Qu’est-il arrivé à Wehad et Kosai al-Farwan dans la nuit du 13 au 14 juin ? Pourquoi leur bateau a-t-il chaviré ? Quelles ont été leurs dernières pensées ? Les deux jeunes Syriens ont emporté les réponses au fond de la Méditerranée, où ils se sont noyés. Dix jours après le drame, Adham al-Farwan, réfugié syrien en Allemagne, tente de rassembler les pièces du puzzle pour connaître les derniers instants de son neveu, 16 ans, et de son cousin, 19 ans, portés disparus depuis le naufrage meurtrier survenu au large de la Grèce. Le dernier contact avec eux remonte au 9 juin, à deux heures du matin, lorsque les deux jeunes gens, originaires de la ville d’Inkhil, dans la province de Deraa, l’ont averti qu’ils allaient prendre un bateau en direction de l’Italie. Une fois à bord, les téléphones ne sonnaient plus : «Peut-être que les passeurs les ont pris ou leur ont ordonné de les éteindre», suggère Adham, qui restera probablement dans le doute jusqu’à la fin de ses jours.
«Ils voulaient rejoindre l’Allemagne pour que Wehad, sourd et muet, puisse recevoir des soins médicaux adaptés. Mon cousin a voulu l’accompagner pour qu’il ne lui arrive rien. Ils rêvaient aussi d’échapper à la sombre réalité dans laquelle ils vivaient et de créer un avenir meilleur en Europe. Les jeunes de la région, oubliée par le monde, n’ont plus aucun espoir et n’ont pas d’autre choix que d’émigrer pour éviter la misère, l’insécurité, les trafiquants et le risque d’être enrôlé dans l’armée de Bachar al-Assad. Personne ne veut faire de son fils un militaire, car tout le monde sait qu’on ne ramènera que son cadavre.

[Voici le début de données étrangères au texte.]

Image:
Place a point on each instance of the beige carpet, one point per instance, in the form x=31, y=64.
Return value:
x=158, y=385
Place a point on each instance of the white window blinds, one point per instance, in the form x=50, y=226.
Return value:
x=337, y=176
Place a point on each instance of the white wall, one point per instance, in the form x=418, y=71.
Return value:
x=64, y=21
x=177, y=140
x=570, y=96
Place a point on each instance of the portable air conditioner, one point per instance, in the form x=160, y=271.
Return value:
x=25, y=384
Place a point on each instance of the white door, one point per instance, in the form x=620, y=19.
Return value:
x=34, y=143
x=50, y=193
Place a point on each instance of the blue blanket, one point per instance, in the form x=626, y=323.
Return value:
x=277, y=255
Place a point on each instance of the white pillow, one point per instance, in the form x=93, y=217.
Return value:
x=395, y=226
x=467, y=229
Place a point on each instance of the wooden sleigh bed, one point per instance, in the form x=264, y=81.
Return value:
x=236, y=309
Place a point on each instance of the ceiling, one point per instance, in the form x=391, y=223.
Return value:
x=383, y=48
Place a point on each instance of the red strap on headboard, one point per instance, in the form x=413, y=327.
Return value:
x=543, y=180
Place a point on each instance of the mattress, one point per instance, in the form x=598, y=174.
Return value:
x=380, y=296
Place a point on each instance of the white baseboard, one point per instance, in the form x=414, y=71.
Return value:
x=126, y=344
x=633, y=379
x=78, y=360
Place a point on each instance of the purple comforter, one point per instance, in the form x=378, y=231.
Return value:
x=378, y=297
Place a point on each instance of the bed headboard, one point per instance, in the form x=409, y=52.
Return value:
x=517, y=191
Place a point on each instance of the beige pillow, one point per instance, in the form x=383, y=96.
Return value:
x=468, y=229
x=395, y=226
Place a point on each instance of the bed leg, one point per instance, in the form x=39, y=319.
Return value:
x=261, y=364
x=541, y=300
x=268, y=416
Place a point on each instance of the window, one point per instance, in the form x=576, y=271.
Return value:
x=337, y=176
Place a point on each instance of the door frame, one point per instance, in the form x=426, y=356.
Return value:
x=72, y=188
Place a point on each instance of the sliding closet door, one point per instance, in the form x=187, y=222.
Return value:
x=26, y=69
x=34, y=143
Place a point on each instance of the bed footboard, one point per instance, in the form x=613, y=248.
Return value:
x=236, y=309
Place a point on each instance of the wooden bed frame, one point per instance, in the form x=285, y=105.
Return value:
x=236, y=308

«Deux jours après le dernier contact, un agent qui communique avec les passeurs libyens a appelé leur famille pour les rassurer, disant que le bateau se trouvait dans les eaux italiennes. Le 16 juin, j’ai été surpris de recevoir un appel de mon beau-frère qui me disait qu’il n’avait pas de nouvelles. Nous avons appris sur Facebook qu’un navire, parti de Libye, et plus précisément de Tobrouk, avait coulé. J’ai essayé de contacter mes amis en Italie, qui m’ont dit que le naufrage avait eu lieu dans les eaux grecques. Je me suis inquiété, car je ne connais personne en Grèce. Impossible de vérifier si nos enfants se trouvaient dans le bateau. Leur nom ne figurait sur aucune liste. Nous étions en contact avec deux ou trois personnes originaires de notre ville en Syrie, parties en Grèce pour aller chercher leurs proches. Elles nous ont dit que le gouvernement grec ne coopérait pas. Nous avons appris que sur les quinze passagers qui venaient de la ville d’Inkhil, seuls trois ont survécu.
Présentation
«Notre voisin a pu demander à un rescapé, via la messagerie WhatsApp, s’il avait vu l’un des habitants de la ville sur le bateau. Il a répondu que tous se trouvaient à l’étage supérieur de l’embarcation. Mais après le remorquage effectué par les autorités grecques, qui a fait chavirer le bateau, tout le monde a disparu. Les autorités grecques nous ont dit que nos enfants ne font partie ni des rescapés ni des victimes. Elles ne savent rien d’eux. Kosai et Wehad font donc partie des 550 personnes noyées.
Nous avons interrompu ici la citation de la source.